Desktop apps being packed into Flatpak is a good start to addressing sandboxing desktop apps, imo, and touches on your concerns as well.



> Desktop apps do have to adhere to the same system security permission that the browser provides.

A desktop app on an average users PC has access to most files on disk, including sensitive data. While a browser has that too, apps running inside a browsers sandbox do not.


> Desktop apps do have to adhere to the same system security permission that the browser provides. WebApps can be even more intrusive than a desktop app because you're constantly sending signals to a central set of servers with a unique browser fingerprint. You also lose control of updates, and would be completely unaware of new tracking dependencies being injected. The data you create with a web app is and always will be property of the company that manages it.

A browser is just an arbitrary binary, a desktop app is going to be capable of anything a browser is, but much much more.


Isnt flatpak's sandbox mostly snake oil? Has something fundamental changed recently?


Yes it's possible for web apps to integrate things like FullStory that let devs monitor people like a citizen of Zalem. But local guis are doing that too these days. For instance someone posted a show hn thread a few months ago of a terminal gui they built that had fullstory integrated. The author was like mea culpa and removed it, since all he probably wanted to do was fix bugs. But my point is that everything creepy browsers are able to do, local apps can now do too -- and then some. On the other hand, local apps can be positively the most secure and they're the foundation on which big companies are built. But what distinguishes the apps that empower you versus the ones that disempower you isn't obvious, so I'll explain how I do it.

The question people always ask is how can we build a technology that makes being evil impossible? Like sandboxing. And that's usually the wrong question to be asking, because it's a people problem, not a technology problem. What we need is transparency. The ability to monitor the monitors. If you can empirically see what a local app is actually doing, then you can say for certain that it's more trustworthy than anything else. So how do we do that?

Well, for starters, here's a 1KLOC tutorial (similar to Antirez's Kilo editor or Linenoise) on how to build your own version of the `strace` command in pure C. https://github.com/jart/cosmopolitan/blob/master/tool/build/... If you monitor the system interfaces then you don't need to read the source code. It's analogous to watching someone's behavior rather than reading their dna. But the nice thing about ptrace() is it gives you the power to control the interfaces in addition to monitoring them. For example, you can disable the socket() system call and see if it breaks.
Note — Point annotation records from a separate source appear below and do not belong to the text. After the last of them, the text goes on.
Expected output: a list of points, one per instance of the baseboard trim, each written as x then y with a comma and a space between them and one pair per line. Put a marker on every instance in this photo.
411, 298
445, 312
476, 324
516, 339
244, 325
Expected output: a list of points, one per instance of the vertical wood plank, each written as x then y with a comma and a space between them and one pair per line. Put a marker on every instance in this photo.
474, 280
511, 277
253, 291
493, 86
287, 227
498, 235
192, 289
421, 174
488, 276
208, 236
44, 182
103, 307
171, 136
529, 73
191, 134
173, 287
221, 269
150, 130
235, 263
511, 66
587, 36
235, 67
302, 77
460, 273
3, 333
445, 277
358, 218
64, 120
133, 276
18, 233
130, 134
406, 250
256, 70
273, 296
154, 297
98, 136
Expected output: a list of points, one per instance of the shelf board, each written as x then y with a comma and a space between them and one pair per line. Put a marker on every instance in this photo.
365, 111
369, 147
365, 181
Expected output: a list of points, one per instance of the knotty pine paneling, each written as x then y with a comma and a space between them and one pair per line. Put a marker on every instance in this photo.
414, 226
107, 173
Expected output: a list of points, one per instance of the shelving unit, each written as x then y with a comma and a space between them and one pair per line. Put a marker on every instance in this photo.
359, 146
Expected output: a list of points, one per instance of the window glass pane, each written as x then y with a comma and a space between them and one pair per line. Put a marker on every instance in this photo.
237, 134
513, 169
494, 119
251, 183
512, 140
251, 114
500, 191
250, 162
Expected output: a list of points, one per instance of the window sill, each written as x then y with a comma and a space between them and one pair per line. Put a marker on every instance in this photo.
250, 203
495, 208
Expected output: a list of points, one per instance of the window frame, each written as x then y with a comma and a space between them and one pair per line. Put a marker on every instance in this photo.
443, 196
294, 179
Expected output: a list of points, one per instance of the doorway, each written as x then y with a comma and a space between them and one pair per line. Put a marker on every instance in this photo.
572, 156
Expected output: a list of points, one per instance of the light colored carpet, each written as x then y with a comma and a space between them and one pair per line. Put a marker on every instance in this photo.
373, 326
If it does, and there's no apparent reason for it to need sockets, then maybe you shouldn't be using it. Another good tool that might help you control your digital spaces is Blinkenlights. Right now it only supports static binaries, but if you have one of those and you want to learn more about how it works, then you can watch what it does with memory in real time. https://justine.lol/blinkenlights/

This is the same philosophy behind Chrome's incredible debugger GUI (which is something that sadly local electron-like apps have the power to take away) because transparency is the bedrock of trust for those of us who aren't whole hog on faith in institutions. It's always surprised me that more people haven't been focusing on building tools like this. It also makes me sad when certain open source apps (which shall remain nameless because I don't want to be flamed) go out of their way to make strace output incomprehensible. The libertine use of dependencies is part of the problem. For example, you might not be using sockets, but maybe your programming language or ansi color framework library does, due to some API you didn't even know it had. So if you're a developer, you've really got to monitor this stuff, because if you don't your users will. And if you learn about it the first time from your users, then you're going to lose out on a lot of potential.